Dieser Ansatz mag damals logisch gewesen sein, ist aber heute nicht mehr zeitgemäß, da radikale Veränderungen in der Landnutzung die Situation grundlegend verändert haben. Das Bevölkerungswachstum entlang der Loire und Garonne und ihrer Nebenflüsse sowie anderer Flüsse wie der Sèvre Niortaise und der Charente hat zu einer Ausdehnung urbanisierter Gebiete (Wohnsiedlungen, Industrie- und Gewerbegebiete usw.) geführt. Die daraus resultierende Bodenversiegelung verändert zusammen mit veränderten landwirtschaftlichen Praktiken (Rückgang von Hecken, Bildung von Pflugsohlen usw.) den Wasserabfluss. Das Wasser wird entweder konzentriert und beschleunigt und verteilt sich dann oberflächlich, dringt aber weniger tief in den Boden ein, der schnell gesättigt ist.

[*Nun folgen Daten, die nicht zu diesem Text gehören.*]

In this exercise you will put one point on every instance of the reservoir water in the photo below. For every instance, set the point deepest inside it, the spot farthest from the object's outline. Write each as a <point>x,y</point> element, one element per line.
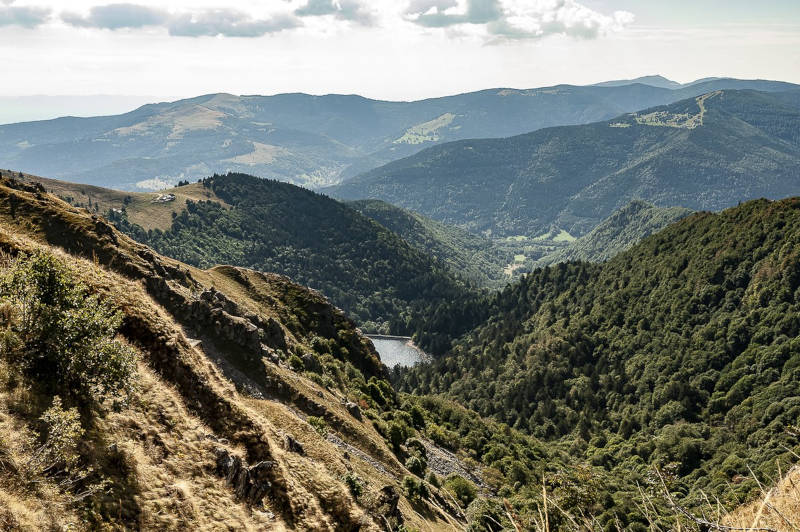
<point>398,350</point>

Die übereilte Erteilung von Baugenehmigungen unter Missachtung von Risikoschutzplänen wird durch einen weit verbreiteten Verlust des historischen Bewusstseins verschärft (neue Generationen von Vorstadtbewohnern kennen die Hochwassergefahren nicht mehr wie ihre Großeltern vor Ort). Dies lässt sich durch das Streben nach kurzfristigem Gewinn und, in absehbarer Zeit, nach Wiederwahlen im Kommunalparlament erklären. Sie fördert eine Architektur, die hydraulische Risiken völlig ignoriert (fehlende Pfahlgründungen, ungeeignete Materialien, mangelhafte Planung von Kellern oder Obergeschossen usw.). All dies führt zu intensiveren Überschwemmungen bei ähnlichen Wetterbedingungen, die nicht unbedingt schlimmer als in der Vergangenheit sind, und sogar weniger schwerwiegend ausfallen können, wie im Februar 2026 der Fall war.

Bodenversiegelung, ein heikles Thema:

Die Frage der Bodenversiegelung durch Betonierung oder Pflasterung ist ein heikles Thema. Sie sollte nicht isoliert von anderen Faktoren betrachtet werden, insbesondere von landwirtschaftlichen Praktiken oder der mangelhaften Instandhaltung von Deichen, für die der Staat seine Unterstützung für Gemeinden eingestellt hat, die oft auf ihre Nachbarn angewiesen sind oder nicht über die nötigen Ressourcen verfügen. Angesichts der Tragweite und der beteiligten Akteure jener, die ein Interesse daran haben, das Phänomen herunterzuspielen oder es im Gegenteil zu dramatisieren ist es nicht überraschend, aber dennoch problematisch, dass zu diesem Thema teils abenteuerliche Zahlen kursieren.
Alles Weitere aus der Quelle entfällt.